Specific configuration fields:
| Name | Data Type | Requirement | Default | Description |
|-------------------|----------|----------|--------|-------------------------------------------------------------------------------|
| `vector.esUsername` | string | optional | - | ElasticSearch username |
| `vector.esPassword` | string | optional | - | ElasticSearch password |
`vector.esUsername` and `vector.esPassword` are used for Basic authentication. API Key authentication is also supported. When `vector.apiKey` is filled in, API Key authentication is enabled. For SaaS versions, you need to fill in the `encoded` value.
### Milvus
For Milvus, set `vector.type` to `milvus`. There are no specific configuration fields. You need to create a Collection in advance and fill in the Collection Name in `vector.collectionID`.
### Pinecone
For Pinecone, set `vector.type` to `pinecone`. There are no specific configuration fields. You need to create an Index in advance and fill in the Index access domain in `vector.serviceHost`.

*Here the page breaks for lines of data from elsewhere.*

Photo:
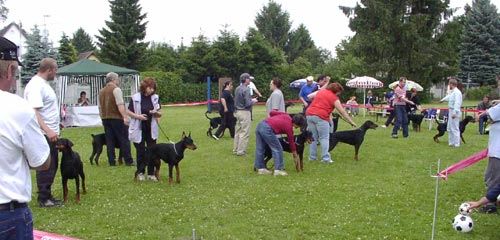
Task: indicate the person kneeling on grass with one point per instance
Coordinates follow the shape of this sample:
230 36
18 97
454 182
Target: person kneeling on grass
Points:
492 196
267 129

The `Namespace` parameter in Pinecone is configured through the plugin's `vector.collectionID`. If `vector.collectionID` is not filled in, it defaults to the Default Namespace.
### Qdrant
For Qdrant, set `vector.type` to `qdrant`. There are no specific configuration fields. You need to create a Collection in advance and fill in the Collection Name in `vector.collectionID`.
### Weaviate
For Weaviate, set `vector.type` to `weaviate`. There are no specific configuration fields. You need to create a Collection in advance and fill in the Collection Name in `vector.collectionID`.
Note that Weaviate automatically capitalizes the first letter, so when filling in `collectionID`, the first letter should be capitalized.
If using SaaS, you need to fill in the `vector.serviceHost` parameter.
## Configuration Example
### Basic Configuration
```yaml
embedding:
type: dashscope
serviceName: my_dashscope.dns
apiKey: [Your Key]
vector:
type: dashvector
serviceName: my_dashvector.dns
collectionID: [Your Collection ID]
serviceHost: [Your domain]
apiKey: [Your key]
cache:
type: redis
serviceName: my_redis.dns
servicePort: 6379
timeout: 100
```
## Advanced Usage
The current default cache key is extracted based on the GJSON PATH expression: `messages.@reverse.0.content`, which means reversing the messages array and taking the content of the first item.
GJSON PATH supports conditional syntax. For example, to get the content of the last role as user as the key, you can write: `messages.@reverse.#(role=="user").content`;
If you want to concatenate all content with role as user into an array as the key, you can write: `messages.@reverse.#(role=="user")#.content`;
It also supports pipeline syntax. For example, to get the second-to-last role as user as the key, you can write: `messages.@reverse.#(role=="user")#.content|1`.
For more usage, please refer to the [official documentation](https://github.com/tidwall/gjson/blob/master/SYNTAX.md). You can use the [GJSON Playground](https://gjson.dev/) for syntax testing.
## FAQ
1. If the returned error is `error status returned by host: bad argument`, please check if `serviceName` correctly includes the service type suffix (.dns, etc.).